President Trump announced next year's G7 summit will be held at Camp David after briefly planning to host the world leaders at one of his Florida resorts.
New FDA chief nominee Stephen Hahn was approved by a Senate panel and is ready for a confirmation vote by the full chamber.
Approval for banks to serve hemp companies. Federal regulators gave banks the go-ahead to serve industrial hemp customers without any enhanced anti-money laundering reporting requirements. The Federal Reserve, the Federal Deposit Insurance Corp., the Office of the Comptroller of the Currency and the Financial Crimes Enforcement Network said in guidance that banks would no longer have to file suspicious activity reports just because they conduct transactions or other services for hemp-related businesses. Banks had been slow to serve industrial hemp-related businesses despite the cousin to marijuana being removed from federal controlled substance scheduling in the 2018 Farm Bill. There was uncertainty over whether hemp would be subject to the same types of robust reporting requirements as marijuana. Meanwhile, hemp farmers in New York State have taken drastic measures to protect their crops from trespassers and from officials who think they’ve found marijuana. Link to NYT article.
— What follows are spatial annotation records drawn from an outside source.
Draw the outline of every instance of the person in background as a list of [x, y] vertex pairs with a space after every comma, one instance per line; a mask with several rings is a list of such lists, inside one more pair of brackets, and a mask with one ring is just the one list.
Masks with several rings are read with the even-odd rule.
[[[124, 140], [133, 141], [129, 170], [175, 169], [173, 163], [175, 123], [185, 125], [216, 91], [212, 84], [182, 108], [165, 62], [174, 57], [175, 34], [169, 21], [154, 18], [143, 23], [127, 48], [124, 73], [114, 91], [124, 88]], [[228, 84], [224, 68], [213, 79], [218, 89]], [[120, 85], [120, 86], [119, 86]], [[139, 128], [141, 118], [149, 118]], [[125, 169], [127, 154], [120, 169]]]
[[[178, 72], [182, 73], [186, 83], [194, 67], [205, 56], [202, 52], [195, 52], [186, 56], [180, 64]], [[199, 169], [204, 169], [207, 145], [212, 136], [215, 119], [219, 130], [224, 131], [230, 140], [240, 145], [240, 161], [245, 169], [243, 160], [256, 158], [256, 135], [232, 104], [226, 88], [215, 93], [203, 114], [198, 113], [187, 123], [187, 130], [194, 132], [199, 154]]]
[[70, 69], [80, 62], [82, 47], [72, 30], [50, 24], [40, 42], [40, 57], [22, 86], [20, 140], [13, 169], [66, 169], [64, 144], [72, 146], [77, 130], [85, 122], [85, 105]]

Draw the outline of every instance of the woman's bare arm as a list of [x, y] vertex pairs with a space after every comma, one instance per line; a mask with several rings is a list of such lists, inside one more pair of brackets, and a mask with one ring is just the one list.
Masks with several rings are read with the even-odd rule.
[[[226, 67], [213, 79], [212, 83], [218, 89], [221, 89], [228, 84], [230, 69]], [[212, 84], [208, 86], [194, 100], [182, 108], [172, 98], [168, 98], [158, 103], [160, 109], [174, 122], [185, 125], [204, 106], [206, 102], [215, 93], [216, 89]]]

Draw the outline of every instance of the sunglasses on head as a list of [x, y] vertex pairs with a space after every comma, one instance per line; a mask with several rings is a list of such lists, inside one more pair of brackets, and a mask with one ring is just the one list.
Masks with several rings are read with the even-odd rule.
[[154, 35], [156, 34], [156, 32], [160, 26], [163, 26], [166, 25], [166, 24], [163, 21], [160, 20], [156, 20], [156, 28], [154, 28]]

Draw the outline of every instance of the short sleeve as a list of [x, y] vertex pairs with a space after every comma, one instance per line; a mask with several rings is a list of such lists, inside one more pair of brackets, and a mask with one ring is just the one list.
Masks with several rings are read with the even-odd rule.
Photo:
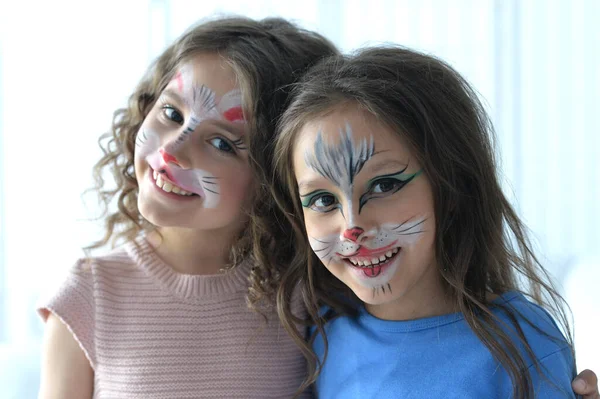
[[92, 262], [81, 259], [69, 271], [66, 279], [48, 298], [41, 300], [37, 312], [46, 322], [50, 312], [71, 331], [93, 369], [95, 350], [95, 295]]
[[573, 358], [569, 347], [539, 360], [540, 371], [529, 368], [536, 398], [575, 398], [571, 381], [575, 378]]

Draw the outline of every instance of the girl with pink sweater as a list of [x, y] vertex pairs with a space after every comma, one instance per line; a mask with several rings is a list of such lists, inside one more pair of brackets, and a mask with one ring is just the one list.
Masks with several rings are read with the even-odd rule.
[[[303, 357], [259, 305], [271, 284], [261, 268], [276, 267], [250, 256], [252, 205], [266, 195], [253, 154], [286, 87], [336, 51], [281, 19], [231, 18], [190, 29], [152, 64], [94, 171], [100, 199], [118, 210], [92, 248], [124, 245], [77, 262], [41, 304], [40, 397], [293, 396]], [[262, 315], [248, 309], [249, 280]]]

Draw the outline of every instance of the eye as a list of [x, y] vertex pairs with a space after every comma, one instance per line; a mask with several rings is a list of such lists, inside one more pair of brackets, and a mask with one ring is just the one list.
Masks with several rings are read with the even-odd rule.
[[165, 117], [172, 121], [177, 123], [178, 125], [183, 125], [184, 119], [183, 116], [181, 115], [181, 113], [179, 113], [179, 111], [177, 111], [175, 108], [173, 108], [170, 105], [164, 105], [162, 107], [163, 109], [163, 114], [165, 115]]
[[396, 188], [402, 187], [405, 183], [396, 179], [380, 179], [371, 186], [371, 192], [374, 194], [387, 193]]
[[233, 150], [231, 144], [229, 144], [225, 139], [222, 139], [221, 137], [215, 137], [214, 139], [211, 139], [209, 143], [219, 151], [235, 154], [235, 151]]
[[316, 212], [330, 212], [338, 207], [337, 198], [326, 191], [318, 191], [303, 196], [302, 206]]

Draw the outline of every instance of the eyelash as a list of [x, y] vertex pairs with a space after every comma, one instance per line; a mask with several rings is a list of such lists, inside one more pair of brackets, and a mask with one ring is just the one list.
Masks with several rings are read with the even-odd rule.
[[[161, 101], [162, 102], [162, 101]], [[185, 118], [183, 117], [183, 115], [181, 114], [181, 112], [179, 112], [179, 110], [177, 108], [175, 108], [174, 106], [172, 106], [171, 104], [168, 103], [162, 103], [163, 105], [161, 106], [161, 110], [162, 110], [162, 115], [170, 122], [176, 123], [180, 126], [183, 126], [183, 123], [185, 122]], [[177, 114], [179, 114], [179, 116], [181, 117], [181, 122], [175, 121], [173, 120], [172, 117], [169, 117], [169, 115], [167, 114], [167, 110], [172, 110], [173, 112], [177, 112]]]
[[[176, 123], [176, 124], [178, 124], [178, 125], [180, 125], [180, 126], [183, 126], [183, 124], [184, 124], [184, 122], [185, 122], [185, 118], [183, 117], [183, 115], [181, 115], [181, 112], [179, 112], [179, 110], [177, 110], [177, 108], [176, 108], [176, 107], [172, 106], [171, 104], [169, 104], [169, 103], [167, 103], [167, 102], [164, 102], [164, 101], [162, 101], [162, 100], [161, 100], [161, 103], [162, 103], [162, 105], [161, 105], [161, 109], [162, 109], [162, 115], [163, 115], [163, 116], [164, 116], [164, 117], [165, 117], [165, 118], [166, 118], [168, 121], [170, 121], [170, 122], [173, 122], [173, 123]], [[179, 114], [179, 116], [181, 117], [181, 122], [175, 121], [175, 120], [173, 120], [173, 118], [172, 118], [172, 117], [169, 117], [169, 115], [167, 114], [167, 110], [172, 110], [172, 111], [174, 111], [174, 112], [177, 112], [177, 114]], [[229, 146], [229, 148], [230, 148], [230, 151], [227, 151], [227, 150], [222, 150], [222, 149], [220, 149], [218, 146], [214, 145], [214, 144], [213, 144], [213, 141], [214, 141], [214, 140], [222, 140], [223, 142], [225, 142], [225, 143], [226, 143], [226, 144]], [[217, 151], [219, 151], [219, 152], [221, 152], [221, 153], [224, 153], [224, 154], [227, 154], [227, 155], [235, 155], [235, 154], [236, 154], [236, 151], [235, 151], [235, 149], [236, 149], [236, 148], [240, 148], [240, 145], [241, 145], [241, 144], [240, 144], [240, 145], [238, 145], [238, 144], [233, 144], [231, 141], [229, 141], [229, 140], [227, 140], [227, 139], [225, 139], [225, 138], [223, 138], [223, 137], [214, 137], [214, 138], [212, 138], [212, 139], [208, 140], [208, 142], [209, 142], [209, 143], [210, 143], [210, 145], [212, 145], [212, 146], [213, 146], [213, 147], [214, 147], [214, 148], [215, 148]]]
[[[227, 144], [229, 146], [230, 151], [226, 151], [226, 150], [222, 150], [219, 147], [217, 147], [216, 145], [213, 144], [214, 140], [221, 140], [223, 141], [225, 144]], [[212, 139], [208, 140], [208, 142], [210, 143], [210, 145], [212, 145], [217, 151], [225, 154], [225, 155], [235, 155], [236, 151], [235, 151], [235, 145], [232, 144], [229, 140], [223, 138], [223, 137], [213, 137]]]
[[[400, 172], [400, 173], [396, 173], [393, 175], [387, 175], [387, 176], [376, 178], [369, 185], [369, 189], [367, 190], [367, 192], [361, 196], [361, 198], [360, 198], [361, 208], [370, 199], [385, 198], [385, 197], [388, 197], [390, 195], [397, 193], [404, 186], [406, 186], [408, 183], [410, 183], [415, 177], [417, 177], [419, 174], [421, 174], [421, 170], [419, 170], [416, 173], [410, 174], [408, 176], [406, 176], [406, 175], [404, 175], [404, 173]], [[402, 179], [402, 178], [400, 178], [400, 176], [403, 176], [405, 178]], [[391, 183], [392, 188], [387, 191], [375, 192], [374, 191], [375, 188], [384, 182]], [[319, 199], [321, 199], [325, 196], [331, 196], [335, 202], [332, 203], [331, 205], [326, 206], [325, 208], [327, 208], [327, 209], [315, 209], [314, 208], [315, 202], [317, 202]], [[315, 212], [328, 213], [328, 212], [333, 211], [334, 209], [339, 208], [339, 201], [337, 200], [335, 195], [333, 195], [327, 191], [312, 192], [312, 193], [306, 194], [305, 196], [303, 196], [303, 198], [304, 199], [302, 200], [302, 206], [304, 208], [312, 209]]]
[[[332, 197], [332, 198], [334, 199], [334, 201], [335, 201], [335, 202], [334, 202], [333, 204], [331, 204], [331, 205], [328, 205], [328, 206], [326, 207], [326, 208], [328, 208], [328, 209], [326, 209], [326, 210], [319, 210], [319, 209], [315, 209], [315, 208], [314, 208], [315, 202], [317, 202], [319, 199], [321, 199], [321, 198], [323, 198], [323, 197], [325, 197], [325, 196], [330, 196], [330, 197]], [[337, 206], [337, 205], [339, 205], [339, 201], [337, 200], [337, 198], [335, 197], [335, 195], [333, 195], [333, 194], [331, 194], [331, 193], [329, 193], [329, 192], [327, 192], [327, 191], [317, 191], [317, 192], [313, 192], [313, 193], [310, 193], [310, 194], [307, 194], [307, 195], [305, 195], [304, 197], [306, 197], [306, 199], [304, 199], [304, 200], [302, 201], [302, 206], [303, 206], [304, 208], [309, 208], [309, 209], [312, 209], [312, 210], [313, 210], [313, 211], [315, 211], [315, 212], [320, 212], [320, 213], [328, 213], [328, 212], [331, 212], [331, 211], [333, 211], [334, 209], [338, 208], [338, 206]]]

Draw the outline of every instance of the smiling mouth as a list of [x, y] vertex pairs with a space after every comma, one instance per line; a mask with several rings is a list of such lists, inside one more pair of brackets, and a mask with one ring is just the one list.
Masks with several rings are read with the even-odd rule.
[[397, 247], [379, 256], [349, 257], [345, 258], [344, 262], [354, 268], [360, 269], [367, 277], [377, 277], [381, 274], [383, 268], [396, 258], [401, 250], [401, 247]]
[[167, 193], [177, 194], [182, 197], [198, 197], [198, 194], [190, 193], [189, 191], [186, 191], [183, 188], [175, 185], [175, 183], [172, 181], [166, 180], [162, 174], [158, 173], [154, 169], [152, 169], [152, 178], [156, 187]]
Iowa-owned state diesel vehicles must use at least 20% biodiesel, Iowa Gov. Kim Reynolds said. The executive order covers cars, trucks, snowplows and other vehicles, Link to Des Moines Register article.
As of Dec. 3, USDA/FSA has paid $10.330 billion in MFP2 payments to farmers. The top five states were Iowa, Illinois, Minnesota, Texas, and Kansas.
— Markets. The Dow on Tuesday lost 280.23 points, 1.01%, at 27,502.81. The Nasdaq moved down 47.34 points, 0.55%, at 8,520.64. The S&P 500 fell 20.67 points, 0.66%, at 3,093.20.
Oil prices have been range-bound. U.S. crude has generally stayed between $50 and $60 a barrel in the past six months and is on pace for its best year since 2016 following a sharp selloff late in 2018. Meanwhile, OPEC is set to meet with a 10-nation coalition led by Russia tomorrow and Friday, to debate whether to extend a pact to curb production by 1.2 million barrels a day beyond the agreed end of March 2020. The Iraqi oil minister told reporters that Iraq and other countries would support deepening ongoing production cuts by 400,000 barrels to 1.6 million barrels a day.
Europe's economy is looking weak. Service-sector activity softened slightly in November and overall economic activity remained near the lowest level in the past six-and-a-half years. "The survey data are indicating GDP growth of just 0.1% in the fourth quarter, with manufacturing continuing to act as a major drag. Worryingly, the service sector is also on course for its weakest quarterly expansion for five years, hinting strongly that the slowdown continues to spread," said IHS Markit economist Chris Williamson.